Little cost to state
Michael Patton, executive director of the Illinois Pharmacists Assn., questioned how Illinois could consider adding other countries to I-SaveRx while the state was facing a budget crisis.
“Inherently, it drives up the added costs of the program for Illinois to be able to effectively monitor and oversee these various suppliers, wherever they may be,” he said. “How is it that we can afford to send inspectors all around the world inspecting pharmacies, wholesalers or whomever they’re using for their supply, when we barely have the adequate staff to enforce wholesalers and pharmacies in the state of Illinois?”
The state planned for that, McKibbin said. He said the cost of inspections was paid by those pharmacies.
McKibbin, 41, was hired last year to help the state find ways to save money on its prescription drug costs. A former health care consultant from Naperville, McKibbin has found his job focus shifting since Blagojevich began pushing for drug importation.
The state’s target audience for I-SaveRx is hard to pinpoint, he said. There are about 2.8 million people in Illinois without drug coverage, but it is hard to determine how many of those people are taking the drugs covered by I-SaveRx.
Several other programs are available to help Illinois residents buy prescriptions.

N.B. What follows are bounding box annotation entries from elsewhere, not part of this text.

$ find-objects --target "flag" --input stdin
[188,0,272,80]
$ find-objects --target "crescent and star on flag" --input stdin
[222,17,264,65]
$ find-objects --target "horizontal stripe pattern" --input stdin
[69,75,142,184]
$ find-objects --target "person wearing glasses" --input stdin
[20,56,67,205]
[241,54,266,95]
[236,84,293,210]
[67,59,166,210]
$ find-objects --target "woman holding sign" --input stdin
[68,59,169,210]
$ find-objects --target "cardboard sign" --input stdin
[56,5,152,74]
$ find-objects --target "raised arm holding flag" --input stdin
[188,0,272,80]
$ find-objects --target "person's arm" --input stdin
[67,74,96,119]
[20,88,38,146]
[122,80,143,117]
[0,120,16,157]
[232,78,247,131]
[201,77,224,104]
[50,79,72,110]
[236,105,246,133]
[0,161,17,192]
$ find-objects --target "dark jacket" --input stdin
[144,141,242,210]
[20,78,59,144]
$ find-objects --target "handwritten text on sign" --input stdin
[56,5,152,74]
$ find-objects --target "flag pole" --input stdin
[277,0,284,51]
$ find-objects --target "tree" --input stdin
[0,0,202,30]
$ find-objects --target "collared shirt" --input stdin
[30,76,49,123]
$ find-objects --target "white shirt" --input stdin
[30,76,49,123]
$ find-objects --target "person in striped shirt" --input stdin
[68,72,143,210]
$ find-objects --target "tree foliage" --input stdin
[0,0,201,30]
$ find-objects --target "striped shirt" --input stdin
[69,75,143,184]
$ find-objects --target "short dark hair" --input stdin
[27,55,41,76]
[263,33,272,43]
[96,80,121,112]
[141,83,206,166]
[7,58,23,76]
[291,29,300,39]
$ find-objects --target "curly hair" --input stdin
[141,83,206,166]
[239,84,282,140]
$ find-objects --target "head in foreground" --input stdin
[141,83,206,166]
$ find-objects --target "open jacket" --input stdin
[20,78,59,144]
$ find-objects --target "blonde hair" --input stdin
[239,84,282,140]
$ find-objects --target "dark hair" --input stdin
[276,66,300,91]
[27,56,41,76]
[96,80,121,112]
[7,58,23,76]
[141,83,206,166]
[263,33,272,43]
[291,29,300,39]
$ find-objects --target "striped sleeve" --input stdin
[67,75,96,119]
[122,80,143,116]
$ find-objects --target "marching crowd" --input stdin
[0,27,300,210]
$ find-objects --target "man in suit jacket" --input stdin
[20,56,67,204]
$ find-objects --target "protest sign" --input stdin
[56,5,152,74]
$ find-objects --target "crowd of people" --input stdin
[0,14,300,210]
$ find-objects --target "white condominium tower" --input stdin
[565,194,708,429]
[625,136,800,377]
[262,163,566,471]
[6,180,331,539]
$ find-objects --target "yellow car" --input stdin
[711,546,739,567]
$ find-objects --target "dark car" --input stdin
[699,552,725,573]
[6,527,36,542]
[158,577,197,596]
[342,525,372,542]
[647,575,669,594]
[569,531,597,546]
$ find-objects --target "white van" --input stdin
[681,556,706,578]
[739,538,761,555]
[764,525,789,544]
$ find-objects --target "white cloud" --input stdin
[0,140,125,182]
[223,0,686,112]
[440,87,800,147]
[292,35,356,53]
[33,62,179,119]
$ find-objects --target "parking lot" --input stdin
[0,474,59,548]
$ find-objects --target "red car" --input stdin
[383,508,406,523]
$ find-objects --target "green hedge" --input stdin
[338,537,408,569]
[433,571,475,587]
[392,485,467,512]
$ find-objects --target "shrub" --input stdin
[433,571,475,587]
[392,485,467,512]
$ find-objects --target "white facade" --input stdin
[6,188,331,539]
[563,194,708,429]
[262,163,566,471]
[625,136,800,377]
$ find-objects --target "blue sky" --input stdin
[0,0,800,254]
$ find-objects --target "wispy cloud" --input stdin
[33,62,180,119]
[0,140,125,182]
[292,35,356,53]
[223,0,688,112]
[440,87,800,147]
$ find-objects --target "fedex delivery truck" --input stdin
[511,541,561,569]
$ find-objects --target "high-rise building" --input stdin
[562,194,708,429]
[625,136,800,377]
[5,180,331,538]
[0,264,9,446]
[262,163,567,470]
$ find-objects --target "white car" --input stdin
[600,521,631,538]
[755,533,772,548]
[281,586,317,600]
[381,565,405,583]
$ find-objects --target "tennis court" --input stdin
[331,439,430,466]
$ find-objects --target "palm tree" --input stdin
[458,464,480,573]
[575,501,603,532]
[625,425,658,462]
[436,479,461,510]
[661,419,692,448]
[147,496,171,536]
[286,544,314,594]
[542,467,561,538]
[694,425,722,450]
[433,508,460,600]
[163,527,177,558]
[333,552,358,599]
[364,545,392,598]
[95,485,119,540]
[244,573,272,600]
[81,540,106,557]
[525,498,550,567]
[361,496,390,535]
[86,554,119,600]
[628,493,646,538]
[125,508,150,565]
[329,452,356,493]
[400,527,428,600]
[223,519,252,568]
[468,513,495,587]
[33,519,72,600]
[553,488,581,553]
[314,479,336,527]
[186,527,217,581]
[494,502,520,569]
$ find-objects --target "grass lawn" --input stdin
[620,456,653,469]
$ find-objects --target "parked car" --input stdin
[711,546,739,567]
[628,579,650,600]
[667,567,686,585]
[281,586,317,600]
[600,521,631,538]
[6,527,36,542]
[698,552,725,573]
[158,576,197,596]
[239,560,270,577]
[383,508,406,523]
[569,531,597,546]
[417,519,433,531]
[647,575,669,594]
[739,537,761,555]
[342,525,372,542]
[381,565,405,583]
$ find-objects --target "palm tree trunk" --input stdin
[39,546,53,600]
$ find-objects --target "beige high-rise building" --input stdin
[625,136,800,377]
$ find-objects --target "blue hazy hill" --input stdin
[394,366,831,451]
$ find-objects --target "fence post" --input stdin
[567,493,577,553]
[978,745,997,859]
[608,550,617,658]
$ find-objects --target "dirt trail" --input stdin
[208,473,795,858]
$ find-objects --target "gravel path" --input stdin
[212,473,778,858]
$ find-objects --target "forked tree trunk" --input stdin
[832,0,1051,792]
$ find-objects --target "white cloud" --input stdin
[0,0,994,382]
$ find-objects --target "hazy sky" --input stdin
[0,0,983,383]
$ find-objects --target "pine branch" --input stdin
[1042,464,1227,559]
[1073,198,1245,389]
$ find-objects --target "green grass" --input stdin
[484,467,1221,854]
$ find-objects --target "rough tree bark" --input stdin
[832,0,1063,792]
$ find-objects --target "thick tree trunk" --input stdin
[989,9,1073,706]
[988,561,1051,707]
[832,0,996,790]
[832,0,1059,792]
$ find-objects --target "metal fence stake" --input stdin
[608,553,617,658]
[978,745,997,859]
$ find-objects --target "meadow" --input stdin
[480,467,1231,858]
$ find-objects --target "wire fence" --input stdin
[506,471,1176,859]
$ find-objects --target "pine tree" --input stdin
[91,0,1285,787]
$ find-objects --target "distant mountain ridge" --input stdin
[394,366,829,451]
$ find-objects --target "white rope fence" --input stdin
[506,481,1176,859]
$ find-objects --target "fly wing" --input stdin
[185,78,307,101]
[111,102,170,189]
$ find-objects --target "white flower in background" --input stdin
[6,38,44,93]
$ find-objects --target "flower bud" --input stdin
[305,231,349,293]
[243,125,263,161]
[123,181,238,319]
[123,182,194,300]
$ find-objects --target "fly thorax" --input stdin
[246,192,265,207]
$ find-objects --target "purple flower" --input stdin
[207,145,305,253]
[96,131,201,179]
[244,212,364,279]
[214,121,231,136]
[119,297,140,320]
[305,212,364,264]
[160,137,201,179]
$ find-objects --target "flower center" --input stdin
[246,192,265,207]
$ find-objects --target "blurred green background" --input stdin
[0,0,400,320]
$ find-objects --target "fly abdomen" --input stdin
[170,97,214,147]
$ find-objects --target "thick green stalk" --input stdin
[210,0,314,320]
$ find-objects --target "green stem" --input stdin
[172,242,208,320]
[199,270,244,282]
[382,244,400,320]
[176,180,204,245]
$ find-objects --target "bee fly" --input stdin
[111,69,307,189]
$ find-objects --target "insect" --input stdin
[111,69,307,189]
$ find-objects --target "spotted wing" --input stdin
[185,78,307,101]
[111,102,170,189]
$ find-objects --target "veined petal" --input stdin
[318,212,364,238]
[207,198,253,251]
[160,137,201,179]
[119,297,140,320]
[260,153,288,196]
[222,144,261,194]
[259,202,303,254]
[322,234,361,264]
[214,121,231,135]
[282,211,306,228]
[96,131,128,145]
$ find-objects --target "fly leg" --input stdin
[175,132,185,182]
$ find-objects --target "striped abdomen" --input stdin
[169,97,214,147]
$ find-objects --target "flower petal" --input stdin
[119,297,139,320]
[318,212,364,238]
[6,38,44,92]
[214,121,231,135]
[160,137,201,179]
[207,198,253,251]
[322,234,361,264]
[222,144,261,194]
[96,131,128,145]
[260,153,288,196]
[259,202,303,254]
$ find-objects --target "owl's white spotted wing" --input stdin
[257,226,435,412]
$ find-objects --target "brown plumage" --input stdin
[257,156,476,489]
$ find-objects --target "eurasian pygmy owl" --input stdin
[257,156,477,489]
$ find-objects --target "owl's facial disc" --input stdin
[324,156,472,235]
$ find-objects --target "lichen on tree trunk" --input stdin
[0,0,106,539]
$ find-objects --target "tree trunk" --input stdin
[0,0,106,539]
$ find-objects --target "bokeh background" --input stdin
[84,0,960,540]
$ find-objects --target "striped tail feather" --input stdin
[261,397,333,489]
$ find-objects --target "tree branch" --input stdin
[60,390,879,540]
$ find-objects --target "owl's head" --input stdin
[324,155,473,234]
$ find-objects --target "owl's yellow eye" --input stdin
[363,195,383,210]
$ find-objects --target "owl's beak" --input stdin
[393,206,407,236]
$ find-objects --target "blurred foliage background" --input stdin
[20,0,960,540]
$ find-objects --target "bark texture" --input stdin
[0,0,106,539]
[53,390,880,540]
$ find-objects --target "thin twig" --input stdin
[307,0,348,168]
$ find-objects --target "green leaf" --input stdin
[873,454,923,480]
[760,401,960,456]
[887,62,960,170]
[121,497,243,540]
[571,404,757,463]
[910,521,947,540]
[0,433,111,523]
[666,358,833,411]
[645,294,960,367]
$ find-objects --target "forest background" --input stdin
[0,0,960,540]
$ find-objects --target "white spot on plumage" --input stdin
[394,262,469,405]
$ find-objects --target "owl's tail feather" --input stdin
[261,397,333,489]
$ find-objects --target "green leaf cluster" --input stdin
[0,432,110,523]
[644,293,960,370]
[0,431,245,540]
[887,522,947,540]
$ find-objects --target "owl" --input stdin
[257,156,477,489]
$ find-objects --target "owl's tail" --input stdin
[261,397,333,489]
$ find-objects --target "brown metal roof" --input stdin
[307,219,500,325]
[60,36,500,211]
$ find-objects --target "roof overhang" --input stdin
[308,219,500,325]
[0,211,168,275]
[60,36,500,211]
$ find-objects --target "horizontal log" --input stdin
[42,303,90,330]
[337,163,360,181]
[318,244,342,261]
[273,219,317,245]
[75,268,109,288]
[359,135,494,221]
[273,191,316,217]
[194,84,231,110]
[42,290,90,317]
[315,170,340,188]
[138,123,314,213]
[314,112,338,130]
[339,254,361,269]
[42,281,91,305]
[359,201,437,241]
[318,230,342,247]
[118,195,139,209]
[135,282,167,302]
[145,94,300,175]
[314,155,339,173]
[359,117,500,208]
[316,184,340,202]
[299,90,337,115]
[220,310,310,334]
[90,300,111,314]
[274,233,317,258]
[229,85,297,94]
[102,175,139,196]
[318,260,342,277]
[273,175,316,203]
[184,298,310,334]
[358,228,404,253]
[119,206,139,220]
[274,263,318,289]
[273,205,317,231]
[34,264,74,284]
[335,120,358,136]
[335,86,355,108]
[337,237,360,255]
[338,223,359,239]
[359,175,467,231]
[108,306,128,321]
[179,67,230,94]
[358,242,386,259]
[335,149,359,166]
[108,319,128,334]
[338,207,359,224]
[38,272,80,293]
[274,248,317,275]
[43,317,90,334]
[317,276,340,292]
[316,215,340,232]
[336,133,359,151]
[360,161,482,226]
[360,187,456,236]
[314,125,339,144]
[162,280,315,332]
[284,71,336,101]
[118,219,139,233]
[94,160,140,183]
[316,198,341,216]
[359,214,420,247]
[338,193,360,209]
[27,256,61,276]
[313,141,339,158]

One, “Rx for Illinois,” was started this fall by a group of health care advocacy groups to help residents determine whether they qualify for any of 275 U.S.-based assistance programs, and has already helped 50,000 people.
Blagojevich is still encouraged by the interest in I-SaveRx and says he plans to continue to touring the state to promote it.
“We’ve just got to keep getting the word out, letting people know that this is available to them,” Blagojevich said last week after two Illinois nursing associations endorsed the program. “I think when more and more people realize it’s the same medicine, made by the same companies, 100 commonly used, brand-name medicines except the price is a lot less, I think a lot more people are going to keep joining.”